Taking into account the strain many of the banks are under, some might say euro-focused banks such as Royal Bank of Scotland have done well to exit certain private equity investments now it is crunch time. Royal Bank of Scotland’s exit of Southern Water, which was announced at the end of last year couldn’t have come at a better time.

A consortium led by JPMorgan won the hotly contested battle to buy the UK water and wastewater management company with a £4.19bn offer. The consortium beat off competition from rival bidders including investment banks Goldman Sachs and Morgan Stanley. The deal got off the ground despite the ongoing credit crunch and at a time when infrastructure assets such as Southern Water are popular with investment funds because they offer secure long-term returns.

But this is all part of the private equity cycle – the banks constantly seem to be getting in and out of private equity and it looks like the same old story. Look at Deutsche Bank with its legacy of Morgan Grenfell private equity investments. Other commentators seem to suggest that secondary sales are essential for a healthy investment portfolio and if you’re not selling secondaries, having been active in the market for some time, then you’re not managing your portfolio actively or effectively enough.

Andrew Sealey confirms: “A major development is the establishment of institutions using the secondary market as a portfolio management tool. This is something we will be seeing more and more of.”

Undoubtedly banks and investment banks are important players in the private equity asset class and will continue to be so. While in many cases banks will possess and sponsor their own private equity operations, a large number also act as a limited partner in private equity funds. According to Private Equity Intelligence, of the overall limited partner universe, banks account for 10% of the total. Significantly, banks contributed an average of 20% of the capital committed to funds that reached a final close in 2006, making them the biggest contributors to individual funds alongside public pension funds.

The contribution made to the private equity industry by banks has been considerable. The average current allocation to private equity of banks is 12.7%, which, although smaller than the average allocations of asset managers and family offices/foundations with averages of 17.2% and 14.8% respectively, is more significant when taking into consideration that the average total assets of banks is far larger than either of the other groups.

All the above bodes for a busy year for banks selling private equity holdings and the secondaries market certainly has the capital to invest.

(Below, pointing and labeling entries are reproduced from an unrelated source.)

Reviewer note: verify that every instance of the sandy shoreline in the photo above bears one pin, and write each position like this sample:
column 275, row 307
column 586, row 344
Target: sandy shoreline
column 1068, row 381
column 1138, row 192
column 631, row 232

The number of players targeting the secondaries space has increased – there are the ongoing specialist players, the fund-of-funds, the institutional investors and the non-traditional/structured vehicles and hedge funds and it has become a US$20bn-a-year industry.

Stephan Schäli, partner and head of the private alternative investment strategies department at Partners Group, says of the current investment climate for these institutions: “It is obvious that many financial institutions currently have stretched balance sheets and face liquidity issues. So far most of these institutions have strictly rejected selling assets below par as this would directly impact their bottom-line. However, sooner or later they have to face reality and accept that there was a fundamental pricing shift of sustainable nature and will again become sellers. Financial institutions, particularly banks, are known to be pro-cyclical investors. Having built up significant private equity/debt exposure in late 2006/early 2007 at record high pricing levels, they will soon start selling exactly these assets at more moderate levels.”